If you're having trouble believing the numbers, go back and look at every federal and state election ever held, and count the number of them where a single vote determined the outcome. Probably won't find any. Here's a little help (from http://goo.gl/nVWix):
"An election of a United States senator, or a governor, has never in the history of the United States been decided by one vote. Charles Hunter, who earned a doctorate at the University of Chicago, and I studied almost 100 years of elections of members of Congress – almost 20,000 of them in which an aggregate two billion votes were cast – and only one election was determined by a single vote of the 40,000 cast (that was in the New York’s 36th Congressional District in 1910). And that election had a recount that determined the election was decided by a margin of six votes, rather than one."
“If you roll a die, you have a 1 in 6 chance of rolling the number 1. Of course there is great variability. You could roll 5 1's in a row or not roll a 1 for 25 rolls. But as you roll the die more and more times it will approach the theoretical odds of a number 1 rolled an average of once per every 6 rolls. This can be tested. It's fact. Often times hard to grasp, but fact none the less. “
Yep. And when you refuse to roll the dice you cannot participate in the game as “0” is not a useable answer.
Again, you choose some actual fact and toss in wild and idiotic claims thinking people are too stupid to realize.

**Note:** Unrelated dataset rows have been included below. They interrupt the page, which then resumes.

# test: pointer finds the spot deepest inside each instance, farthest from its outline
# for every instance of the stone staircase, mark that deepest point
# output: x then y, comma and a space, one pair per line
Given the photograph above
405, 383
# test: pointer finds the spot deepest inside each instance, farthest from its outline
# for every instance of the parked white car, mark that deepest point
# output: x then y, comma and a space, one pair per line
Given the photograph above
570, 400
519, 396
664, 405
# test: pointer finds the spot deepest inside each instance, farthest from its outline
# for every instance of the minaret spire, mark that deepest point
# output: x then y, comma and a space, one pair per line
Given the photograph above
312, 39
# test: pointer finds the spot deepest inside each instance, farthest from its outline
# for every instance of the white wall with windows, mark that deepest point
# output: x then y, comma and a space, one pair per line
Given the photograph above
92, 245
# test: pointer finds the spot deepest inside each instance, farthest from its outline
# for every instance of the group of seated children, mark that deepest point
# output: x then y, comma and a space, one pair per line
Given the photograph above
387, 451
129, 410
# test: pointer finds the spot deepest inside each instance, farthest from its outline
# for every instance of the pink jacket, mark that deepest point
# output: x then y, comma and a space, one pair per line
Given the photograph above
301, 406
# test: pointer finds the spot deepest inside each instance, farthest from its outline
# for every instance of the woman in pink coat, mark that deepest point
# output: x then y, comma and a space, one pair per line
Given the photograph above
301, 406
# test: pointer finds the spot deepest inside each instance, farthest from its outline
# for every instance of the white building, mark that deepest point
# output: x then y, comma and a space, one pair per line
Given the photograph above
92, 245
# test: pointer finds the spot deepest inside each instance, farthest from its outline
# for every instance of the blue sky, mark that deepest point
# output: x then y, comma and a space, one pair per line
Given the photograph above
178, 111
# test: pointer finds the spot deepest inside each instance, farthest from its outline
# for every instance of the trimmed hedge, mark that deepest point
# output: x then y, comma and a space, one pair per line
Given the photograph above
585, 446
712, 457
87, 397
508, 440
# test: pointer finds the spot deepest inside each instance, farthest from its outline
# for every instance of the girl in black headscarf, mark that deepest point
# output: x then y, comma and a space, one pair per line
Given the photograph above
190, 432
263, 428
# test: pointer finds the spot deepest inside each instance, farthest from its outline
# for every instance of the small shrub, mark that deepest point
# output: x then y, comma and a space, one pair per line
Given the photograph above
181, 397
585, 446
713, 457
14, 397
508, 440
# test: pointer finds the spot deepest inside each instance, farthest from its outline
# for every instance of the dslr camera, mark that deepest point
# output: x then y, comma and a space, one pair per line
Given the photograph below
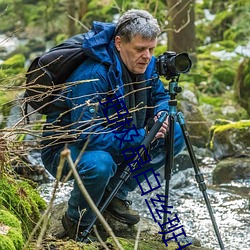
171, 65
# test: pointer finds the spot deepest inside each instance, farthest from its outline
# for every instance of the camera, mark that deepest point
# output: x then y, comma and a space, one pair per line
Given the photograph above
171, 65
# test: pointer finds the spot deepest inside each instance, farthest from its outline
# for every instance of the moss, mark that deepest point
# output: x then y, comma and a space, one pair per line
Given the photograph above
20, 198
13, 239
6, 243
225, 75
16, 61
239, 129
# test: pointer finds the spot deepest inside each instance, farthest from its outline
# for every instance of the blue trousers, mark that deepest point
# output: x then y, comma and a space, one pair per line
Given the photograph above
99, 170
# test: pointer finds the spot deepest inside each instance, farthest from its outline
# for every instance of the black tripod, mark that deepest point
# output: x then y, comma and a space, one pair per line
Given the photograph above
127, 171
173, 90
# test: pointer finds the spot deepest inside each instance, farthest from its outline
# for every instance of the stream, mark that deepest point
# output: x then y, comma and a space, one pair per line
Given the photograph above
230, 204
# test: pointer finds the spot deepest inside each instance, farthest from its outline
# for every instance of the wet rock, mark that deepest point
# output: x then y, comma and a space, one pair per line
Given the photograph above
231, 139
231, 169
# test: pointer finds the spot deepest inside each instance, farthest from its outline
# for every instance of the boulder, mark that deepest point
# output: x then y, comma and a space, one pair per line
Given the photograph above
230, 139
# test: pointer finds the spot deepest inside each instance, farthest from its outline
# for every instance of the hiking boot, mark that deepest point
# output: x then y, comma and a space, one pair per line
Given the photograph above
120, 210
75, 231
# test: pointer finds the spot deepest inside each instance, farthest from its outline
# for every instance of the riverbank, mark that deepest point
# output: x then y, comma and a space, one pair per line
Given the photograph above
229, 202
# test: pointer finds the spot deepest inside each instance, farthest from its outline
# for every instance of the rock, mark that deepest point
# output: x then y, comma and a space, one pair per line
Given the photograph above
232, 139
231, 169
197, 125
148, 237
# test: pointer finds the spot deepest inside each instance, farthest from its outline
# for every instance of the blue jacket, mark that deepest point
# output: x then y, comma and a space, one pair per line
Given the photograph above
86, 118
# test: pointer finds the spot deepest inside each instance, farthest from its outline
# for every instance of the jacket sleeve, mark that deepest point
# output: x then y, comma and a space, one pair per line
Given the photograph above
88, 121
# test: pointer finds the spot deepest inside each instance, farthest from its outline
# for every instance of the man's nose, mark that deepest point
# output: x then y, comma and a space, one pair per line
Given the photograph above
146, 54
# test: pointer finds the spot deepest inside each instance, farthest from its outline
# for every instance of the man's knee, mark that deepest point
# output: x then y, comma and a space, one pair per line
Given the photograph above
97, 165
179, 142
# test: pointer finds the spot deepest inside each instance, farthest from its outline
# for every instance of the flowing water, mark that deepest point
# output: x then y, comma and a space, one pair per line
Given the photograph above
230, 204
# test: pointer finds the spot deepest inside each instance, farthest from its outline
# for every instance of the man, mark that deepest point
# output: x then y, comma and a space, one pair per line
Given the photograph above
122, 73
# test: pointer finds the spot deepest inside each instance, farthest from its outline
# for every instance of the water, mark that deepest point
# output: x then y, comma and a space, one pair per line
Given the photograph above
230, 205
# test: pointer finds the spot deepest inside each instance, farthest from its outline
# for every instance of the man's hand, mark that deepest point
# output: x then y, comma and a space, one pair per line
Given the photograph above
164, 128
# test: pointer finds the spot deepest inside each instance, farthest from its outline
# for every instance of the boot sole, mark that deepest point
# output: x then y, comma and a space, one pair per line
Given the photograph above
121, 219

Did you notice that it was stated as wanting A<B<C? That is an equation assuming a dictatorship and choosing the lesser hated of the options. There is nothing in Arrow that I can see to quantify a positive affirmative. There is no room in Arrow for WANTING to vote for someone or something. Suppose a few buddies get together to decide where to go. To fit arrow the choice is three places. Now, according to the arrow hypothesis of choice, then the guys can choose Fantastic Sams, Bath and Body Boutique, and the women’s quilting club meeting. They are forced to choose which is the least objectionable. However, real life would give that same group of guys wanting to go out a different choice; Original Gravity, J’s, or Vince’s. In this there becomes a complex answer combining no votes for one and affirmative for others. If the object is to drink alcohol then Vince’s is a negative. However, some vote with a positive for Original Gravity and WANT to go there. Then you have person X, he refuses to cast a vote. He chooses, by the act of not voting to abide by the results of the informal vote, or abstain from going. Person X can follow the vote and go to OG, or choose to go home and not hang with his buddies.

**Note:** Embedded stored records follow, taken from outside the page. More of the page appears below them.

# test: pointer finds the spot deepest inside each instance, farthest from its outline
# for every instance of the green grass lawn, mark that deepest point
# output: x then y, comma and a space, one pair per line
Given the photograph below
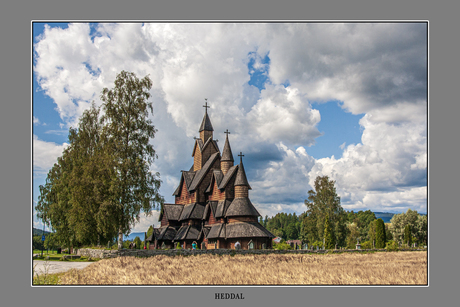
54, 256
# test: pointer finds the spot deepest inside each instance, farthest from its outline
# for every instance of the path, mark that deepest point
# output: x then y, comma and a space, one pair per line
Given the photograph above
57, 266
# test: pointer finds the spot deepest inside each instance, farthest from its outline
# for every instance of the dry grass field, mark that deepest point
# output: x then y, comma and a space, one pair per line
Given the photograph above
382, 268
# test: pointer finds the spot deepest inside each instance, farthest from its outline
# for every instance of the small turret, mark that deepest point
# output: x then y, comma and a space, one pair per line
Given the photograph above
241, 182
227, 157
206, 126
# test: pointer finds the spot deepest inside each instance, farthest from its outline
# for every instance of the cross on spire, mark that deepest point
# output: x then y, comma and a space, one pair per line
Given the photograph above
241, 157
206, 105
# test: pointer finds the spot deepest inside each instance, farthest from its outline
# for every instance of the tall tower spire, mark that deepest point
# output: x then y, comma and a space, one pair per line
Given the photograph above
241, 182
227, 157
206, 126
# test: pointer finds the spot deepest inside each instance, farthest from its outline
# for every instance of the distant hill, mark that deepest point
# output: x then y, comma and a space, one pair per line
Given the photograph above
386, 216
38, 232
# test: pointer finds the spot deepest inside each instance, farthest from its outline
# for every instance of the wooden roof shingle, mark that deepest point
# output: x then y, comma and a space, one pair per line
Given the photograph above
228, 176
246, 230
200, 174
241, 206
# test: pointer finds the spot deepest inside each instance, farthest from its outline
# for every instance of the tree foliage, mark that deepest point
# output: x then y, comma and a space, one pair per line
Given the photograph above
328, 235
380, 237
102, 181
418, 223
407, 235
283, 225
321, 202
128, 131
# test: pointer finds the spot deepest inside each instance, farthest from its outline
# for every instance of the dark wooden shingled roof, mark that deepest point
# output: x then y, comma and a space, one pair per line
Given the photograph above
228, 176
227, 151
241, 177
155, 234
216, 176
167, 233
188, 232
192, 211
222, 206
206, 123
241, 206
188, 177
200, 174
246, 230
172, 212
216, 231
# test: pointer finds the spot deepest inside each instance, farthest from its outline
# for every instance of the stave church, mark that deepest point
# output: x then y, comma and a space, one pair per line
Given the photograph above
212, 206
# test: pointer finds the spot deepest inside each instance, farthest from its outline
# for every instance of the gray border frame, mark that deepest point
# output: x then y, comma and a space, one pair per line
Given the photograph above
16, 30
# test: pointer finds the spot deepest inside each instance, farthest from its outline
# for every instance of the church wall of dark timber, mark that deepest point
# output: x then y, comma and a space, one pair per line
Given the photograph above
216, 193
164, 221
185, 197
197, 160
212, 219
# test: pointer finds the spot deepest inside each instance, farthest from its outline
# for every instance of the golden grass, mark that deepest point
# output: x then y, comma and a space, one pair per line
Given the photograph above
383, 268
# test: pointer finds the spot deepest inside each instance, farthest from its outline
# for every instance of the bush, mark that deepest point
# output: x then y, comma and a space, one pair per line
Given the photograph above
366, 245
392, 246
282, 246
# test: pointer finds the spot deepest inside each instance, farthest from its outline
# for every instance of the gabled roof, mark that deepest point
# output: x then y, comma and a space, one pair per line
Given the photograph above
167, 233
202, 172
155, 234
216, 176
188, 177
227, 151
241, 206
198, 142
217, 231
188, 232
228, 176
222, 207
172, 212
246, 230
206, 123
192, 211
241, 176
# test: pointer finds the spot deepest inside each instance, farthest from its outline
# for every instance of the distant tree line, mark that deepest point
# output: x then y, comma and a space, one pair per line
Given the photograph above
326, 223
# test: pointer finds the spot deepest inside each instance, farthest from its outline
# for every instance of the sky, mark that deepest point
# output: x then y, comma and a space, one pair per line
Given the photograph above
301, 100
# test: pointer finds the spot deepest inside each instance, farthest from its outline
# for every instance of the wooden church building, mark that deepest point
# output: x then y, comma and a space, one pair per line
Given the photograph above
212, 206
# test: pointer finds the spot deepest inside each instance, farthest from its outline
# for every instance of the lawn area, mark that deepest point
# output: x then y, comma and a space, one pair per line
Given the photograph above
54, 256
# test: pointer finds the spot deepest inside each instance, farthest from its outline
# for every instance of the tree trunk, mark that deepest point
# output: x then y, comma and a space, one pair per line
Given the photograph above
120, 238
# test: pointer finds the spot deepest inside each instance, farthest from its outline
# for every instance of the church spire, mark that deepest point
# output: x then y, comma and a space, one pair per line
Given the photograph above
227, 157
227, 151
206, 123
206, 127
241, 179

Now, which cast the winning vote? All that chose the winning place. Not one individual was that one vote taking it over the edge. To each one they were the winning vote. The losing votes probably don’t mind because the overriding aim is not the place but to hang out together. However, can the one that did not vote cry in his beer because he didn’t want to go there? What if, had he cast a vote, his vote tipped the choice to one that he could live with better? What if the vote was 3-2 and only two chosen and person X could have voted to make it 3-3? Then there would be a new vote with only two parameters of either-or which Arrow is not equipped to measure.
If you roll the dice, you get a result, if you refuse to pick them up you get a non roll.